Boltzmann machines as two-dimensional tensor networks

TL;DR

This paper establishes a fundamental connection between Boltzmann machines and tensor networks, showing they can be exactly represented as two-dimensional tensor networks, which enhances understanding and computational efficiency.

Contribution

It introduces an exact tensor network representation of RBM and DBM, linking their expressive power to entanglement structures and providing an efficient contraction algorithm.

Findings

The tensor network representation improves partition function estimation accuracy.

The proposed algorithm outperforms existing machine learning methods.

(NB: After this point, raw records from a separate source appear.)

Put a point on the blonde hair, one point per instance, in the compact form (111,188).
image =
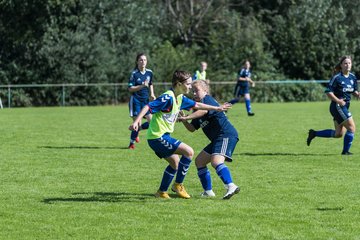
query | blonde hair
(179,76)
(337,67)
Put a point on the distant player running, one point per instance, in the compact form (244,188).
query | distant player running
(140,85)
(223,139)
(165,110)
(243,88)
(339,90)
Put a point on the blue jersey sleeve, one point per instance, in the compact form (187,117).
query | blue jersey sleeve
(163,103)
(132,80)
(187,103)
(332,85)
(355,85)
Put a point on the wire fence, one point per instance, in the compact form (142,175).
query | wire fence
(119,94)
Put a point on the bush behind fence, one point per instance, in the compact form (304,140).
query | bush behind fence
(112,94)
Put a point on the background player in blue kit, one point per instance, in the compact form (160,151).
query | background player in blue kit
(165,110)
(223,139)
(243,88)
(201,72)
(339,90)
(141,87)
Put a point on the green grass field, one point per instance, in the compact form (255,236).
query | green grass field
(66,173)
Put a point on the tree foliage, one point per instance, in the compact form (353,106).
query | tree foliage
(78,41)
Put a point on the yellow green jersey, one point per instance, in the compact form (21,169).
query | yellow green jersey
(165,110)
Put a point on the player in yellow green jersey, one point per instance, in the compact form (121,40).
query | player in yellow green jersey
(165,110)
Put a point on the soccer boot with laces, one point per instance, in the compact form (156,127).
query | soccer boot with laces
(160,194)
(232,189)
(311,136)
(180,190)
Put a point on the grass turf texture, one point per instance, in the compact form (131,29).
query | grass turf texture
(66,173)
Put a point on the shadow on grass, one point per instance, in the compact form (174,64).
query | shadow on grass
(101,197)
(285,154)
(81,147)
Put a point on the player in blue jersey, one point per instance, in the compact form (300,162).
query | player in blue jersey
(165,110)
(200,73)
(223,139)
(243,87)
(339,90)
(141,89)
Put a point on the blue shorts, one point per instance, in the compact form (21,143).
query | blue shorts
(340,113)
(241,90)
(223,146)
(135,106)
(165,146)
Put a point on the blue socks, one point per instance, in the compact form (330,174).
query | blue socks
(145,125)
(224,173)
(184,166)
(328,133)
(248,105)
(169,173)
(135,134)
(168,176)
(205,178)
(348,138)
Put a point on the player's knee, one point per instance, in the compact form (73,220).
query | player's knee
(338,135)
(190,153)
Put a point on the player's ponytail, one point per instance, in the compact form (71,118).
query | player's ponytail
(137,59)
(179,76)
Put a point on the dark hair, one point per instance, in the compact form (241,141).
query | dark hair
(180,76)
(137,58)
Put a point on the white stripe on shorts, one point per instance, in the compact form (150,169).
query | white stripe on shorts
(224,146)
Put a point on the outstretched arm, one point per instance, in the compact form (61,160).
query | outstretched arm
(333,98)
(135,125)
(222,108)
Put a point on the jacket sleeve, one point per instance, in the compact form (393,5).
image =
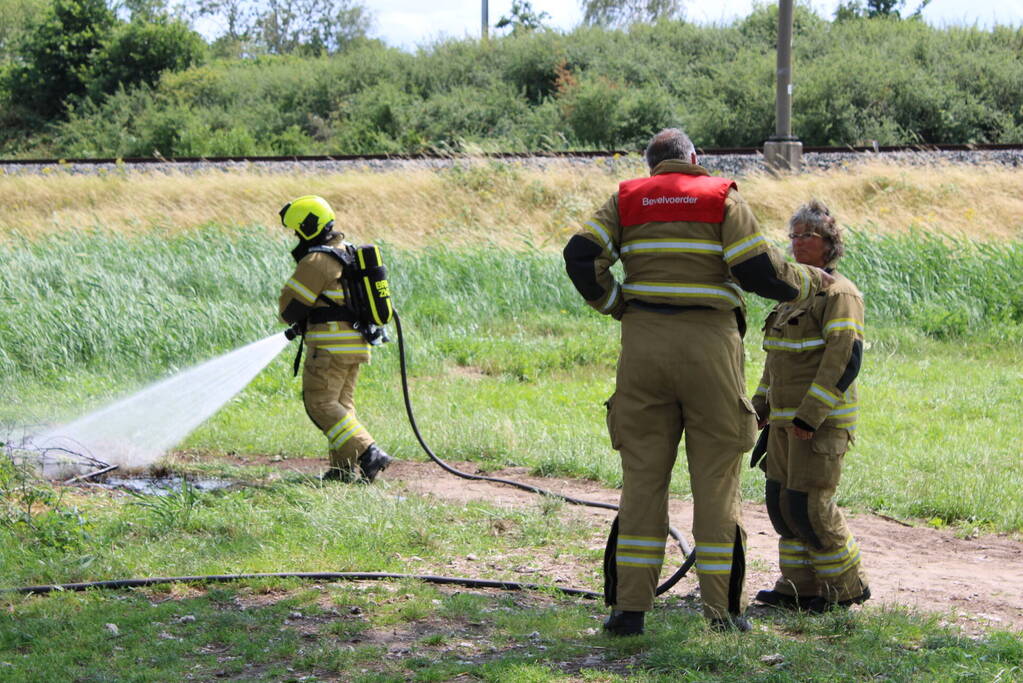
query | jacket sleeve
(588,258)
(301,290)
(843,332)
(756,265)
(760,403)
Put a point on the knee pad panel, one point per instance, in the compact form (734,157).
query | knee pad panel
(799,512)
(772,496)
(611,566)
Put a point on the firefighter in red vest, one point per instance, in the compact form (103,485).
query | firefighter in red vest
(688,244)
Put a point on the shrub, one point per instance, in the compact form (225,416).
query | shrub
(139,52)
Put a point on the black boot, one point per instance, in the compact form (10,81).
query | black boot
(821,604)
(343,474)
(784,600)
(372,462)
(730,623)
(624,623)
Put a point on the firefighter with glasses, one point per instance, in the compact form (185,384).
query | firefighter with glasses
(690,244)
(313,299)
(807,401)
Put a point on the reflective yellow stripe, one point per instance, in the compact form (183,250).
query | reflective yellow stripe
(340,425)
(743,246)
(601,233)
(682,289)
(672,246)
(301,289)
(843,323)
(837,562)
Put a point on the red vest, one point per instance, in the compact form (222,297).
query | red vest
(672,196)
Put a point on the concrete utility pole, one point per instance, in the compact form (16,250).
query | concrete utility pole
(783,151)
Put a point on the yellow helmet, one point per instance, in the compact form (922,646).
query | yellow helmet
(308,216)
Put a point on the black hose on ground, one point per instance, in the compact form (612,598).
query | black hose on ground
(377,576)
(682,545)
(315,576)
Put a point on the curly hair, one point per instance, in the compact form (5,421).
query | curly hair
(816,218)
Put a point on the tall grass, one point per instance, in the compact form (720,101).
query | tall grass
(105,302)
(504,203)
(858,81)
(498,339)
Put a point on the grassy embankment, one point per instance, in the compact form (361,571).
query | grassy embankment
(498,342)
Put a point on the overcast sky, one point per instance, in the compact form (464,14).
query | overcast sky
(407,24)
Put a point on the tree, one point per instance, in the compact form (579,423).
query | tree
(56,59)
(856,8)
(140,51)
(523,18)
(18,18)
(617,13)
(281,27)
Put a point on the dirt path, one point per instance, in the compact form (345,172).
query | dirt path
(976,583)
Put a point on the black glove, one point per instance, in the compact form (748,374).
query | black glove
(760,448)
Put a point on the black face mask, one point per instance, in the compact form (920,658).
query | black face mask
(300,252)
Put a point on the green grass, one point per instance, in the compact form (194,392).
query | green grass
(285,631)
(509,368)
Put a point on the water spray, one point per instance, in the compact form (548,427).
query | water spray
(134,431)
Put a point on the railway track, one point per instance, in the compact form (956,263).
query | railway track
(729,160)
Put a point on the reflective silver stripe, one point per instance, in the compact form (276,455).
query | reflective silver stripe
(685,246)
(777,344)
(301,290)
(630,559)
(845,409)
(602,232)
(681,289)
(334,336)
(624,541)
(737,249)
(347,349)
(612,298)
(804,286)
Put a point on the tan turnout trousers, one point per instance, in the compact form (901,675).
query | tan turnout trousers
(831,567)
(681,372)
(328,393)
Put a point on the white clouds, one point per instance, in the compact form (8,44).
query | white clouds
(408,24)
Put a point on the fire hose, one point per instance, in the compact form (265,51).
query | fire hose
(377,576)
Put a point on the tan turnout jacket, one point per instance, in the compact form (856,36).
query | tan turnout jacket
(682,263)
(317,277)
(809,346)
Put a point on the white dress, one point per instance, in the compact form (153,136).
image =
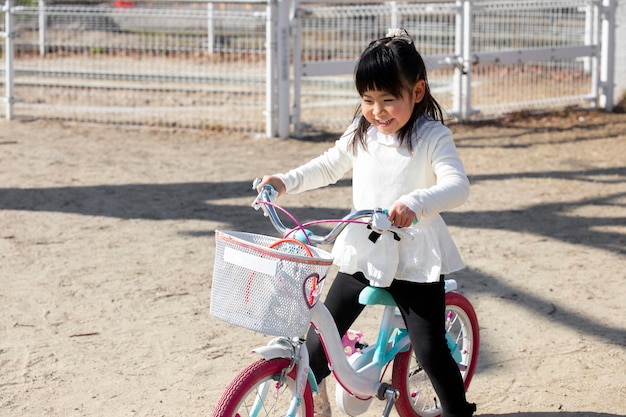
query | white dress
(429,180)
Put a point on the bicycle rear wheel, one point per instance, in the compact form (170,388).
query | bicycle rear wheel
(255,392)
(417,395)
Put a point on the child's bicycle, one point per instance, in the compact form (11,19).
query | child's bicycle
(272,285)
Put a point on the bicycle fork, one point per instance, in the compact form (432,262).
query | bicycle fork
(297,352)
(389,393)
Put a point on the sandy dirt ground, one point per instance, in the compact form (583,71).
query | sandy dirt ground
(107,245)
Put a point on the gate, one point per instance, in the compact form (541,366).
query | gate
(484,58)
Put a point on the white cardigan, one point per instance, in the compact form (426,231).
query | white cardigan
(429,180)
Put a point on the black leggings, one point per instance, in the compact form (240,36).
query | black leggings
(423,307)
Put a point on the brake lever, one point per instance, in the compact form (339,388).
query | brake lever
(271,196)
(380,223)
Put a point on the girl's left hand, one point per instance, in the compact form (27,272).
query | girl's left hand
(401,215)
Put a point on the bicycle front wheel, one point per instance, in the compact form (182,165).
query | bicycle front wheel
(257,392)
(417,395)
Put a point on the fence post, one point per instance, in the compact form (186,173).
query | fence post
(8,52)
(42,27)
(393,12)
(457,80)
(607,66)
(283,62)
(297,71)
(270,69)
(466,110)
(210,27)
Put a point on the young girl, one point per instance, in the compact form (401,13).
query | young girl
(402,158)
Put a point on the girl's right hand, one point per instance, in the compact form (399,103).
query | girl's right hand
(274,181)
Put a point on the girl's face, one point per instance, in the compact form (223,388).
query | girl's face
(388,112)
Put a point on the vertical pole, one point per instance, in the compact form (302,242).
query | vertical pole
(467,59)
(297,72)
(284,57)
(270,69)
(393,11)
(8,52)
(457,81)
(42,27)
(607,65)
(589,35)
(210,27)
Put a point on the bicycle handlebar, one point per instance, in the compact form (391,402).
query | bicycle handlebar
(377,219)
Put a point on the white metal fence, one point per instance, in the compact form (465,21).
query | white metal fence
(285,67)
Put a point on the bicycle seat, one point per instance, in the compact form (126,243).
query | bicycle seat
(375,295)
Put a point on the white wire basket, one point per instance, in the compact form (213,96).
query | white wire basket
(266,284)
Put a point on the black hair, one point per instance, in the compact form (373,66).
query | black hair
(394,65)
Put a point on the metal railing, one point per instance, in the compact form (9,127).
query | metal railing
(285,67)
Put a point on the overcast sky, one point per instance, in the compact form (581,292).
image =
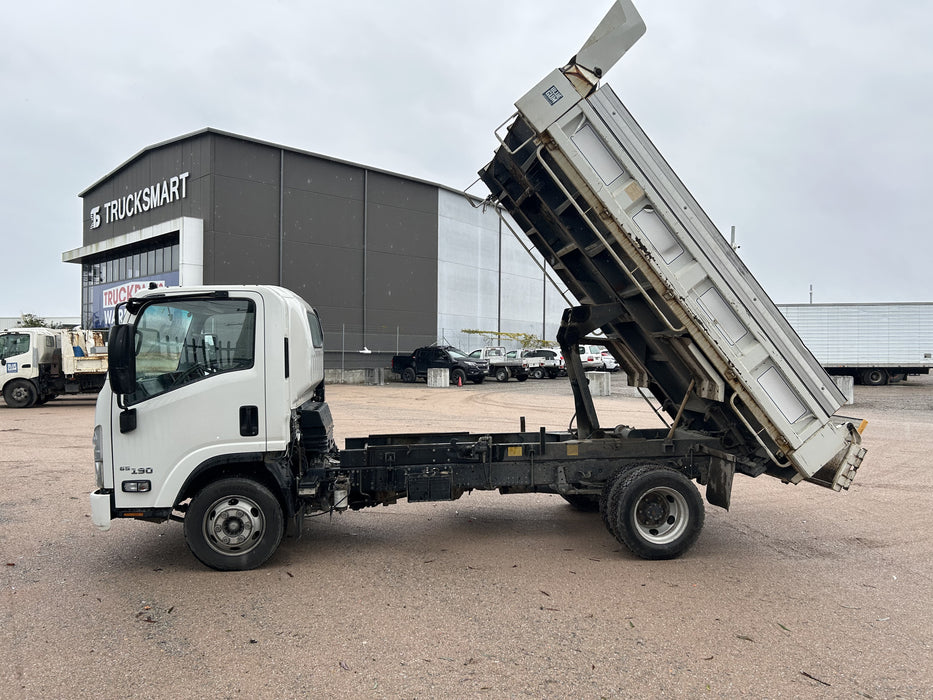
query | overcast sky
(806,125)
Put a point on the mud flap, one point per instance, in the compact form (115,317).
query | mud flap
(719,485)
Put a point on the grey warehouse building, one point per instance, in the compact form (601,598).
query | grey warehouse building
(390,262)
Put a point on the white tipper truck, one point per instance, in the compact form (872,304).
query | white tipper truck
(214,413)
(38,364)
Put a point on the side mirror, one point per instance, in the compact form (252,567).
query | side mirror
(121,359)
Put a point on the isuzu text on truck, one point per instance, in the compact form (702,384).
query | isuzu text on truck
(214,414)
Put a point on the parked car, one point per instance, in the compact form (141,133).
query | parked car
(609,362)
(462,368)
(552,362)
(591,356)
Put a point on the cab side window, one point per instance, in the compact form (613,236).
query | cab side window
(182,341)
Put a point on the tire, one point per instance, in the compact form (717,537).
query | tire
(234,524)
(583,502)
(20,393)
(874,377)
(655,511)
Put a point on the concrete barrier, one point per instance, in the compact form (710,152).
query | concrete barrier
(846,385)
(438,377)
(599,383)
(371,375)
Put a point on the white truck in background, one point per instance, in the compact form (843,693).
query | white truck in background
(874,343)
(38,364)
(214,411)
(503,366)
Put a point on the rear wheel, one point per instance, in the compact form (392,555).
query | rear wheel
(655,511)
(234,524)
(875,377)
(20,393)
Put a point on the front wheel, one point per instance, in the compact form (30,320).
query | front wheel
(234,524)
(20,393)
(655,511)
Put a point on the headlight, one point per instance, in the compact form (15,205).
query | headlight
(98,457)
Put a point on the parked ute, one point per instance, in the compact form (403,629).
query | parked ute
(552,364)
(503,365)
(591,356)
(462,368)
(39,364)
(609,362)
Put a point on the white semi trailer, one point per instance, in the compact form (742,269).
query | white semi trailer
(874,343)
(235,375)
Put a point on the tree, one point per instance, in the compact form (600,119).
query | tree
(524,340)
(33,321)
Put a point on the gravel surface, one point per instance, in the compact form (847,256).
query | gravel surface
(796,592)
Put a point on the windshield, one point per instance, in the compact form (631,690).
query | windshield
(12,344)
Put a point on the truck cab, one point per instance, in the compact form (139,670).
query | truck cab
(204,384)
(22,351)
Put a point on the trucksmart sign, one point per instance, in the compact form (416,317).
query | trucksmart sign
(106,298)
(169,190)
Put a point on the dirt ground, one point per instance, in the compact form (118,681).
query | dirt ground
(796,592)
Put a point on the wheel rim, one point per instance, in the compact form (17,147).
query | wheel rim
(661,515)
(234,525)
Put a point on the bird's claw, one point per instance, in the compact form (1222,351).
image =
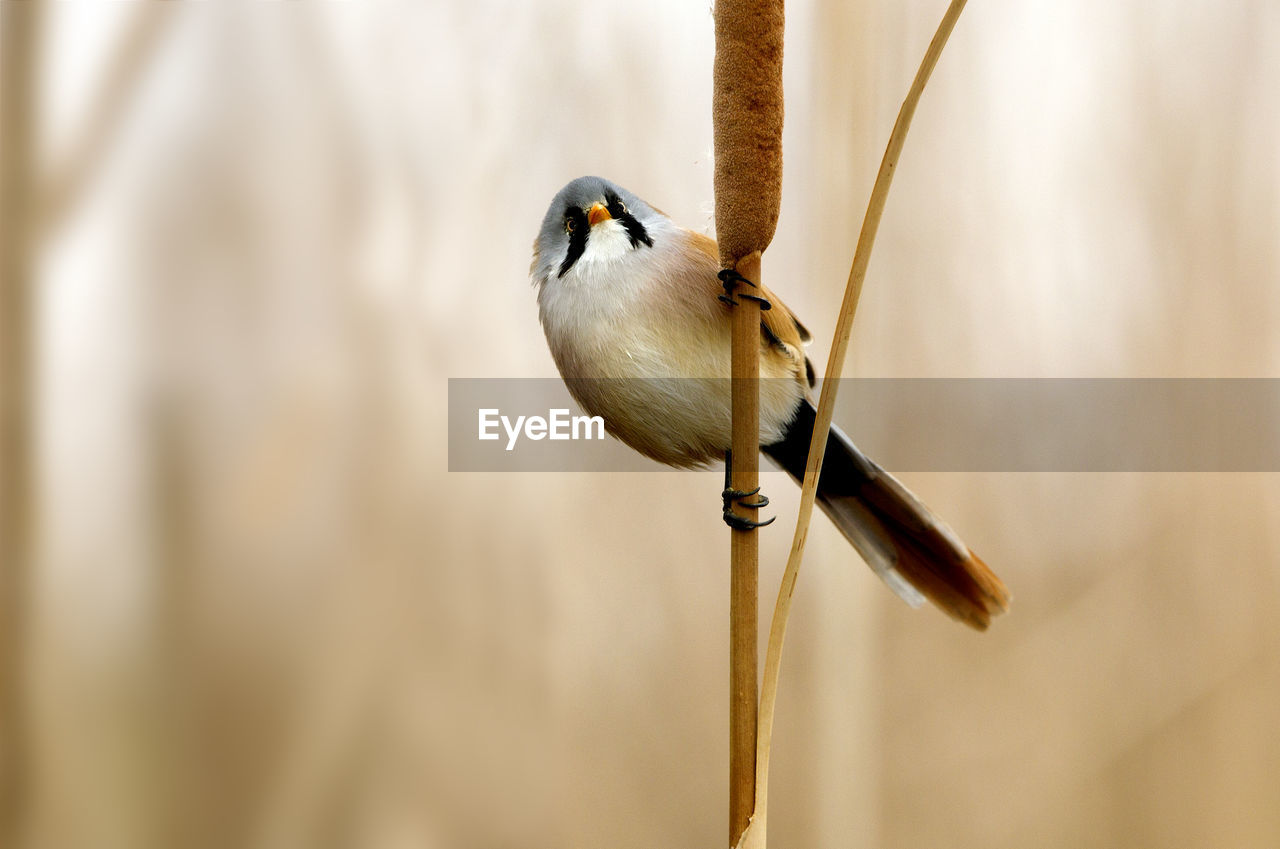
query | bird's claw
(740,496)
(730,281)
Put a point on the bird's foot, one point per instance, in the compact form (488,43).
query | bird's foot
(730,281)
(740,497)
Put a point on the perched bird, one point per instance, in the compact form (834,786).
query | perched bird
(632,309)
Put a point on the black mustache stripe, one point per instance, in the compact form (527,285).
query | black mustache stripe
(635,229)
(580,232)
(576,237)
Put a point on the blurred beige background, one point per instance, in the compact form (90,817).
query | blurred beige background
(255,610)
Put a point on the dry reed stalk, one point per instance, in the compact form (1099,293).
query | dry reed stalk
(19,37)
(746,114)
(755,835)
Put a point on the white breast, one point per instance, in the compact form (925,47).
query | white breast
(641,341)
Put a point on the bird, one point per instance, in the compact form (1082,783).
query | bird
(636,313)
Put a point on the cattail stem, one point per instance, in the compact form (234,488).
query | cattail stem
(744,557)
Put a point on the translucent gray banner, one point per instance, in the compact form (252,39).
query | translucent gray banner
(923,424)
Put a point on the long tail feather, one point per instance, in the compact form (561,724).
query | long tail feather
(903,541)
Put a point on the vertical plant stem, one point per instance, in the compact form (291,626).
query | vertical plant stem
(19,31)
(744,553)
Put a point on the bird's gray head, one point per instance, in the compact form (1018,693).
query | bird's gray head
(590,219)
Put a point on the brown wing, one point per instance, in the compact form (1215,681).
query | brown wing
(780,328)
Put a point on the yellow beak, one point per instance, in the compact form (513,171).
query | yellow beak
(597,214)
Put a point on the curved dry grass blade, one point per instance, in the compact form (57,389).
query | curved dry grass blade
(754,836)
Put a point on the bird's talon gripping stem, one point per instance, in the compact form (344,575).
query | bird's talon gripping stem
(740,496)
(730,279)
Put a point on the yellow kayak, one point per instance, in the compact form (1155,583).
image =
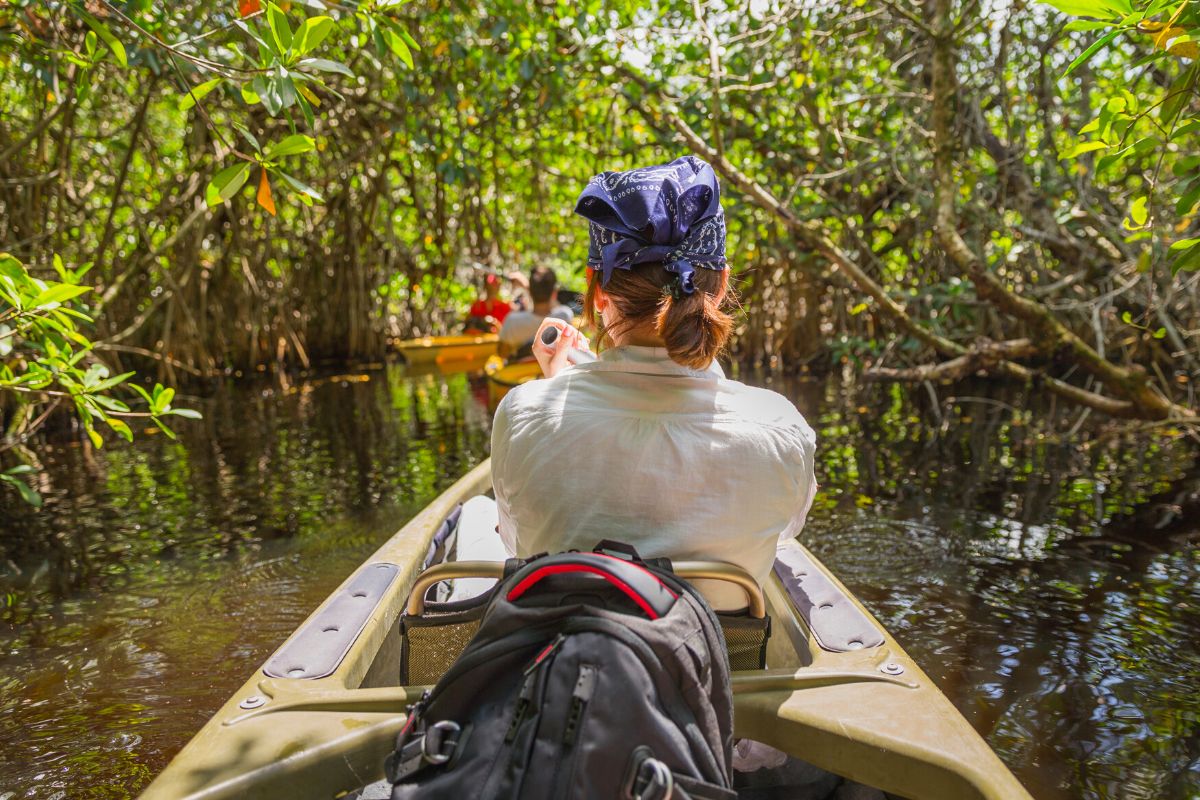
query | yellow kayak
(448,349)
(318,719)
(501,378)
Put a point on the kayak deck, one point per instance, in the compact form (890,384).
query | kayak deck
(448,349)
(867,713)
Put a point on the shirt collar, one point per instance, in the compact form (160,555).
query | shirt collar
(651,360)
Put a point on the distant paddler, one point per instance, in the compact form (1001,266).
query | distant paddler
(489,312)
(520,326)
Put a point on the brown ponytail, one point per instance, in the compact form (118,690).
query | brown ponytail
(695,328)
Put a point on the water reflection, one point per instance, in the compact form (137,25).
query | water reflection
(1019,571)
(161,573)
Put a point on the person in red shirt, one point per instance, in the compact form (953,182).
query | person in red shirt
(487,313)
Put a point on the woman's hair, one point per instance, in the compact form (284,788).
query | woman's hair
(694,326)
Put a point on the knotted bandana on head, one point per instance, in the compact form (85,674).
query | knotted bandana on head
(669,214)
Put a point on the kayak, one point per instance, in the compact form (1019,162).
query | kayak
(321,715)
(444,349)
(503,378)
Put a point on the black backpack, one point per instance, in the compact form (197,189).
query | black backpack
(591,675)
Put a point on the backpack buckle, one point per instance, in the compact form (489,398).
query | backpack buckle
(439,741)
(653,781)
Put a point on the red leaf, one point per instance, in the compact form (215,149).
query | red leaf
(264,194)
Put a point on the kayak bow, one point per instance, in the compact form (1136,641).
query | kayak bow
(321,715)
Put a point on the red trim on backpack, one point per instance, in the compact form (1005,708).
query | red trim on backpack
(559,569)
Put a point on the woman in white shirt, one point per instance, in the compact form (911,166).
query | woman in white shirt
(652,445)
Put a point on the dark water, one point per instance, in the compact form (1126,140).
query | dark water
(1025,575)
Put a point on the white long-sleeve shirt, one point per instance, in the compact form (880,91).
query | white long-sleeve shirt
(678,462)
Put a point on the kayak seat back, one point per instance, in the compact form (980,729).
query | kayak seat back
(837,621)
(433,635)
(433,639)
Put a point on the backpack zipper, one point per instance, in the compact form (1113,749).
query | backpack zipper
(527,689)
(585,686)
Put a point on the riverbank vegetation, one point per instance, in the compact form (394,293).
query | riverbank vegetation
(917,192)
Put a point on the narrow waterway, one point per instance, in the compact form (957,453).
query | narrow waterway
(1019,571)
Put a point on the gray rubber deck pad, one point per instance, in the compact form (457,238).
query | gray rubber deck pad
(834,619)
(319,645)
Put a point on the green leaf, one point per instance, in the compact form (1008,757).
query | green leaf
(1097,46)
(303,188)
(171,434)
(27,492)
(1187,262)
(226,184)
(251,139)
(121,429)
(292,145)
(312,32)
(1177,95)
(11,268)
(325,65)
(111,403)
(1187,128)
(1103,8)
(198,92)
(113,43)
(279,23)
(58,293)
(397,46)
(1084,146)
(1086,25)
(1138,211)
(105,385)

Potential applications in training deep Boltzmann machines for various tasks.

Abstract

Restricted Boltzmann machines (RBM) and deep Boltzmann machines (DBM) are important models in machine learning, and recently found numerous applications in quantum many-body physics. We show that there are fundamental connections between them and tensor networks. In particular, we demonstrate that any RBM and DBM can be exactly represented as a two-dimensional tensor network. This representation gives an understanding of the expressive power of RBM and DBM using entanglement structures of the tensor networks, also provides an efficient tensor network contraction algorithm for the computing partition function of RBM and DBM. Using numerical experiments, we demonstrate that the proposed algorithm is much more accurate than the state-of-the-art machine learning methods in estimating the partition function of restricted Boltzmann machines and deep Boltzmann machines, and have potential applications in training deep Boltzmann machines for general machine learning tasks.